Examples & Consequences of Reckless Driving

Criminal Defense Attorneys

Reckless driving may seem like a broad concept. In general, the definition of reckless driving includes when a driver is aware that he or she is operating the vehicle in a dangerous way, but continues to do so anyways without regard for the safety of others. Reckless driving may also be referred to as “careless driving” or “dangerous driving”. If you are facing a reckless driving conviction, we recommend seeking the representation of an attorney for assistance.

Many people may not be fully knowledgeable about what constitutes as reckless driving behavior. In this article to follow, we have covered examples of reckless driving, potential repercussions, and how an attorney can be of help to you during your legal proceedings.

Most Common Examples of Reckless Driving

There are many different ways in which a driver may commit reckless driving. In all of these behaviors, the driver is putting themselves and others in potential danger. Which driving actions are considered reckless depends on the state you live in. Overall, the most common examples of such unlawful driving can include:

  • Tailgating another vehicle
  • Speeding 25 MPH over the listed speed limit
  • Not using turn signals
  • Running street signs or traffic signals
  • Not yielding to the right of way of another car
  • Driving while drunk behind the wheel
  • Driving while distracted
  • Passing a vehicle by using the opposite lane on a two-lane highway
  • Trying to elude a police officer who pulled over the driver
  • Racing another vehicle on the street

Possible Consequences

For those who have been accused of reckless driving, may be nervous for the kind of repercussions they may face if convicted. Depending on their state, the driver who committed reckless driving may either receive a misdemeanor criminal offense or misdemeanor traffic offense. Each comes with possible consequences, including:

  • Financial penalties including fines of up to $2,500
  • The driver’s license being suspended
  • The driver having to serve jail time for a maximum of 1 year
  • The driver facing a probationary term
  • The driver now having a criminal record
  • Reckless driving conviction staying on record for 3 years

Insurance Rate Increase

If you are convicted of reckless driving, your insurance company may increase your monthly car insurance rates.
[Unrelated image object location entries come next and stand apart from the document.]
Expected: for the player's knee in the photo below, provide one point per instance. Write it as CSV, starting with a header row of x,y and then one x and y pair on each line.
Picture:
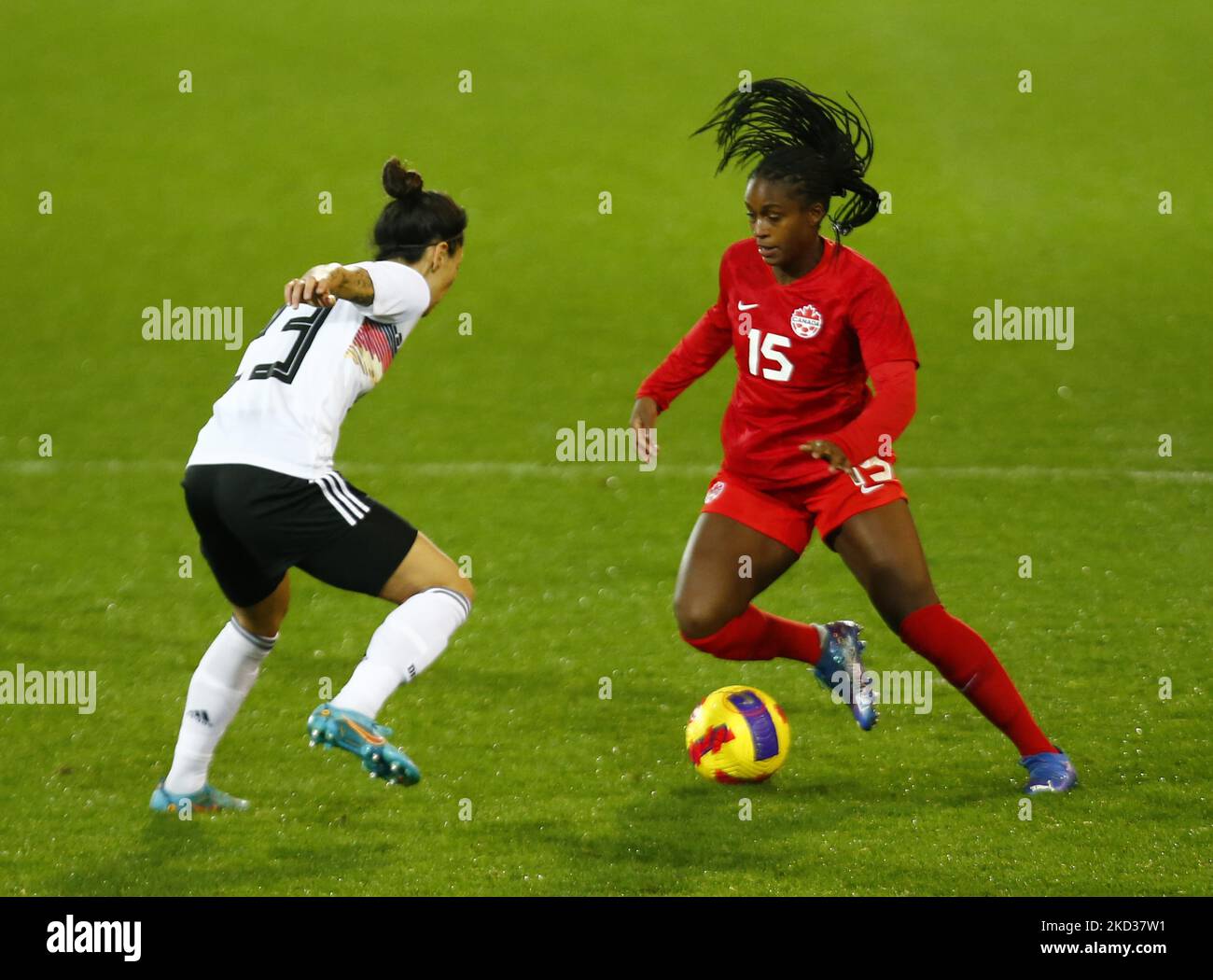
x,y
464,585
699,618
898,598
263,623
456,581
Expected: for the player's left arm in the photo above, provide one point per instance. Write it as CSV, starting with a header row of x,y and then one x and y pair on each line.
x,y
892,361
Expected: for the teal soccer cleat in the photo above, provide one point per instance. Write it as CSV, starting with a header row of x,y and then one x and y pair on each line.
x,y
207,800
841,669
330,725
1050,773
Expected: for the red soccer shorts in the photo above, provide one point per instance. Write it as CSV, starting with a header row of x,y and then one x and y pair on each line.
x,y
789,515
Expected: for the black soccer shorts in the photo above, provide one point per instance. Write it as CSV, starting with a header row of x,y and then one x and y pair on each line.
x,y
254,525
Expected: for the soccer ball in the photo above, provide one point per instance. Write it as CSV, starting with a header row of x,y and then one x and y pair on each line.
x,y
738,735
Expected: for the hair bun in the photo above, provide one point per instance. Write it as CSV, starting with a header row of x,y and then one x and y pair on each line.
x,y
400,182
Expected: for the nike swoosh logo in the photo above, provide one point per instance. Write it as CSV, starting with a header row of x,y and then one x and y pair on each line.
x,y
369,735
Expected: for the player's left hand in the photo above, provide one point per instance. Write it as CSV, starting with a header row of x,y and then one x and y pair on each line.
x,y
315,287
820,449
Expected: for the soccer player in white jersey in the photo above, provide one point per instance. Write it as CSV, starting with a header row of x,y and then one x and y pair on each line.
x,y
265,497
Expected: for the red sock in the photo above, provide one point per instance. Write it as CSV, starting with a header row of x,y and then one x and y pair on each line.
x,y
760,636
969,664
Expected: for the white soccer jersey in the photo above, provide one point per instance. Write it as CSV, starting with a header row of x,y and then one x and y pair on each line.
x,y
299,377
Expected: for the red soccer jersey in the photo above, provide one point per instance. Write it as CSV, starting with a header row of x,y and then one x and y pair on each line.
x,y
803,349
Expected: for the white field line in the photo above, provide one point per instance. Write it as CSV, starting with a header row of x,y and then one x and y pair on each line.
x,y
569,470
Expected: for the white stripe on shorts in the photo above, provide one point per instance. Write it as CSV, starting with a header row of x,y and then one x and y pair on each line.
x,y
336,505
342,490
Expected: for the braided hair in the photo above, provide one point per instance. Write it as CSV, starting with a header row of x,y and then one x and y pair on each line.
x,y
812,142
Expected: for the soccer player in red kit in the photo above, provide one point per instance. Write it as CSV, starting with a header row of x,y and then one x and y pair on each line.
x,y
807,444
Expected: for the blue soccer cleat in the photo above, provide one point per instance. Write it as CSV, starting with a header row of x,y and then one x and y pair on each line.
x,y
1050,773
330,725
207,800
841,669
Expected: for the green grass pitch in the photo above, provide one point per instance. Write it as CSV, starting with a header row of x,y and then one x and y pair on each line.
x,y
210,198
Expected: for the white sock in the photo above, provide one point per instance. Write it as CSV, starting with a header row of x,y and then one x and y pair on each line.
x,y
218,687
412,636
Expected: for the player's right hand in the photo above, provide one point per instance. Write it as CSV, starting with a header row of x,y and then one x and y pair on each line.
x,y
644,421
315,287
You are likely to be viewed as a riskier driver and can endure steep premiums for ensuring your vehicle. You may want to contact your current insurance company and be honest about what is happening. If you are convicted of reckless driving, it can come as less of a surprise to your agent.

Seeking a Legal Professional

A criminal defense lawyer Rockville, MD relies on can offer sound advice and aggressive strategy during your trial. We can fight for your rights and speak up on your behalf. You should appoint an attorney that has experience working for criminal defense. A reckless driving accusation is a very serious offense, which can impact your future for many years to come. We understand that you may be really concerned about the consequences that come along with such a conviction. Let us help.

 


 

Thank you to our friends and contributors at The Law Office of Daniel J. Wright for their insight into reckless driving charges and criminal defense.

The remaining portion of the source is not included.